The service had recruitment processes in place but these were not always robust. We made a recommendation about checking job application forms. People said they felt safe when receiving care and support from staff. Staff knew how to keep people safe from abuse and had attended the relevant training. Medicines were administered by staff whose competencies were assessed and people were kept safe from infection.

People were supported to have maximum choice and control of their lives. However, the service was not always compliant with Mental Capacity Act 2005 and its codes of practice. We made a recommendation about this.

Staff were not always appropriately supervised. We made a recommendation for the service to seek current guidance on staff supervisions and appraisals. Staff worked within the principles of the Equality Act 2010 to make sure people were not discriminated against. People’s nutritional and healthcare needs were met.

Most of people’s initial assessments made sure plans of care were personalised and based on what people said they wanted. In some instances the service failed to discuss people’s preferences for end of life care. We made a recommendation for the service to review best practice in recording end of life preferences and wishes.

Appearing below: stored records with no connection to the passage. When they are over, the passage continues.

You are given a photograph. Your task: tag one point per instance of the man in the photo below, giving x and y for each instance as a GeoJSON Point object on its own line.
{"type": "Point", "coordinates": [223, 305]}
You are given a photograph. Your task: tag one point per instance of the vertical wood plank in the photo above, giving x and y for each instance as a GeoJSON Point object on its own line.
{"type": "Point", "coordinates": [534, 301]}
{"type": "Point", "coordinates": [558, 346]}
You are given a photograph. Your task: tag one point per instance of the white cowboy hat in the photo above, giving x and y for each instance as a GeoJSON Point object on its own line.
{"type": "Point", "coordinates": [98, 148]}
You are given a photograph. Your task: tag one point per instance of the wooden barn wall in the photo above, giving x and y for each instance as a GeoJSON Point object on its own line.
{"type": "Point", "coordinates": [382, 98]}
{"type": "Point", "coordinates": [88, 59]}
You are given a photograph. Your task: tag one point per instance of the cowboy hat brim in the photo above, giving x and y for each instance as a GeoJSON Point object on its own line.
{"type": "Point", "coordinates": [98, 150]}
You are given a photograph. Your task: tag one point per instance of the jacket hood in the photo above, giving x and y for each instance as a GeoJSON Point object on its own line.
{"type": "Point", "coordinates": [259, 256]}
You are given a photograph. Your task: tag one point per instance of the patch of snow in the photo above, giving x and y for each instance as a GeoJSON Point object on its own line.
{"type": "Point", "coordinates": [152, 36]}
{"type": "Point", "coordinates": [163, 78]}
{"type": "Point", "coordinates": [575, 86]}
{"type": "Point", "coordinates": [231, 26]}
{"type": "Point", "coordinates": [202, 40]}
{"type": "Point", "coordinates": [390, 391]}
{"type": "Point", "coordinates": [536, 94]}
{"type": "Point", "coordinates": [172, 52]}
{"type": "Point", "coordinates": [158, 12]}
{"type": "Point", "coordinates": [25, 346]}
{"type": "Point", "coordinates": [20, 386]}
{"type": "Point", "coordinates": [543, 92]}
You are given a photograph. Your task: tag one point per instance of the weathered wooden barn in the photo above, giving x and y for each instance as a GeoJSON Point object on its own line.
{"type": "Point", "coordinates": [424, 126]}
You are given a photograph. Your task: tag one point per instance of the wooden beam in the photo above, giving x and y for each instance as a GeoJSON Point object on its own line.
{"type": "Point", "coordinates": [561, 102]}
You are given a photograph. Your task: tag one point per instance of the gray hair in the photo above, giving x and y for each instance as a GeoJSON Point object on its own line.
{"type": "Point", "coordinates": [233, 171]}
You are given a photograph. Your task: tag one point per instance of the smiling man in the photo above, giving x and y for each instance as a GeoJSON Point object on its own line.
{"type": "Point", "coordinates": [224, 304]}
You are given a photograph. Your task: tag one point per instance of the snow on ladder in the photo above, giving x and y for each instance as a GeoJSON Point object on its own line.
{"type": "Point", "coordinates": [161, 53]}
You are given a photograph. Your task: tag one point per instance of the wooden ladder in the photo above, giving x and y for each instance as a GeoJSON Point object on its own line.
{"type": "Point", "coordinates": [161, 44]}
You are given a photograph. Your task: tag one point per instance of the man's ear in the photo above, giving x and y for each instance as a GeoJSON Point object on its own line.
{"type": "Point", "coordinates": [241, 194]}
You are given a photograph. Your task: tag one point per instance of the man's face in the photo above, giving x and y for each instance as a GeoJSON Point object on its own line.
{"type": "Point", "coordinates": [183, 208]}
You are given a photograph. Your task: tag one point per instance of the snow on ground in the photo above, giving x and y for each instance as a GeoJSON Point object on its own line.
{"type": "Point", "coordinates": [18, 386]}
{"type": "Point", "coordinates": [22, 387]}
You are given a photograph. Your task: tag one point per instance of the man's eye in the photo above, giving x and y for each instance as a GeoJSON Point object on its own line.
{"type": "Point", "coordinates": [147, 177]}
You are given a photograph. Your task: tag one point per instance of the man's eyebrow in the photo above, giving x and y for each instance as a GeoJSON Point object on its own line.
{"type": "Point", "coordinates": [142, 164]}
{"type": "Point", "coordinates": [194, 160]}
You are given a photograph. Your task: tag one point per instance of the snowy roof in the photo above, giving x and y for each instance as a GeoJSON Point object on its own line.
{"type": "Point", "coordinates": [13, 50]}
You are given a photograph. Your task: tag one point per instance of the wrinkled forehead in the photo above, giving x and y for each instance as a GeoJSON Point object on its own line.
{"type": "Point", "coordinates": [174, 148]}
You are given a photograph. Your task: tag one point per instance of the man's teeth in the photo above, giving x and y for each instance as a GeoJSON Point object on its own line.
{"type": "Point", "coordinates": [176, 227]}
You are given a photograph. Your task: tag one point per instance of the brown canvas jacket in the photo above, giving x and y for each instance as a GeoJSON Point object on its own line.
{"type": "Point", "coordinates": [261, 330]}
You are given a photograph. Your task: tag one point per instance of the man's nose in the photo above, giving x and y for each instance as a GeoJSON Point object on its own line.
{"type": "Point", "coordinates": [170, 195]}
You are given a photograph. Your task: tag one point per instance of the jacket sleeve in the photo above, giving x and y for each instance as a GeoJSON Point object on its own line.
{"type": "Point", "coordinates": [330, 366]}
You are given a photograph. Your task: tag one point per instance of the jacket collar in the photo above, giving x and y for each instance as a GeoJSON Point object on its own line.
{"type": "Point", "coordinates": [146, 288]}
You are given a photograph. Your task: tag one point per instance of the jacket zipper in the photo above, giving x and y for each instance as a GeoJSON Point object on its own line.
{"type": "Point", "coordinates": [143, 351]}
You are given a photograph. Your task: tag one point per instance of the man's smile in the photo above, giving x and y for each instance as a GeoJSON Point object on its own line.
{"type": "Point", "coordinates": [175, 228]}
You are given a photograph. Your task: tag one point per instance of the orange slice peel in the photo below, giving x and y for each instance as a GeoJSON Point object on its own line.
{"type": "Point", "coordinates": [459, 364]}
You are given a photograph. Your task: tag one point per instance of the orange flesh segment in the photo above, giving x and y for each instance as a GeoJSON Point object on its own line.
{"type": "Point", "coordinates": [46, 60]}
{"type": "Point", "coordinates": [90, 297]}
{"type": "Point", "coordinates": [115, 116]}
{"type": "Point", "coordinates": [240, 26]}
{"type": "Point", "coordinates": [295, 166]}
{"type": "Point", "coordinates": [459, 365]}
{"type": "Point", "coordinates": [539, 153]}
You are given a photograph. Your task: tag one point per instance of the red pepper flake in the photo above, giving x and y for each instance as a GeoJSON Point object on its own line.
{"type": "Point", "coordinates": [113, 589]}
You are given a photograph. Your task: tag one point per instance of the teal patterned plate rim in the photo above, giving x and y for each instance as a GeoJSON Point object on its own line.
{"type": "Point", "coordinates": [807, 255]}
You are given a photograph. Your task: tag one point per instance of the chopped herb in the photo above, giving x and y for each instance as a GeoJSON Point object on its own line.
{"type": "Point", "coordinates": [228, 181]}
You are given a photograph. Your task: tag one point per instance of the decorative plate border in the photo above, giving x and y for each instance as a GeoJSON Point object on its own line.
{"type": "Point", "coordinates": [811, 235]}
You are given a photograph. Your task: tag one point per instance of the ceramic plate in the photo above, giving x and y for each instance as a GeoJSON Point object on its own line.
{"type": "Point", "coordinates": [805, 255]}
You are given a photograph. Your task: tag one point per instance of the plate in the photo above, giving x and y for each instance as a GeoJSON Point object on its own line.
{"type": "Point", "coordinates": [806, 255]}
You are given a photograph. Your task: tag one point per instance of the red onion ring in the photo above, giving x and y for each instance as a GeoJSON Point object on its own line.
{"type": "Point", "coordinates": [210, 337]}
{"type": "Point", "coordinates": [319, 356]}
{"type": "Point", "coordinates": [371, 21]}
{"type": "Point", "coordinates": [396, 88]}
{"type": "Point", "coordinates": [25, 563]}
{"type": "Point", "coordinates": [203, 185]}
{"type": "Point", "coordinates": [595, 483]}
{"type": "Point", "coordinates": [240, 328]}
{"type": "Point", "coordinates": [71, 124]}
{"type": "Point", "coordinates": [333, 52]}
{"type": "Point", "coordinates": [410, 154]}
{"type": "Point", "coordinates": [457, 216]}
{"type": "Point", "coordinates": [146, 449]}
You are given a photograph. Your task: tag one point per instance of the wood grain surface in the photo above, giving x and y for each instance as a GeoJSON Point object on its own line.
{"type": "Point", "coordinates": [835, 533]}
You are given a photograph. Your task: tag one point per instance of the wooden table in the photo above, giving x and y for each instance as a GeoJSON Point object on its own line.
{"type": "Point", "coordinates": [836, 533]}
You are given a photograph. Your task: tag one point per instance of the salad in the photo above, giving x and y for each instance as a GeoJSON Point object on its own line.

People knew how to raise concerns. We found the service responded to complaints appropriately. We have made a recommendation for the service to ensure its complaint’s policy is available to all people. The service made sure information was given to people with disabilities or sensory impairments in a format that met their communication needs.

People and their relatives felt the service was well-led and staff spoke positively about the support they received from management. People were given the opportunity to express their opinions about different aspects of the service.

Quality assurance systems and processes in place were not regularly monitored for their effectiveness. Therefore, the service was not always able to identify where quality and safety was compromised and the risks to people.

We found a breach in the regulations as a result of this inspection. You can see what action we told the provider to take at the back of the full version of the report.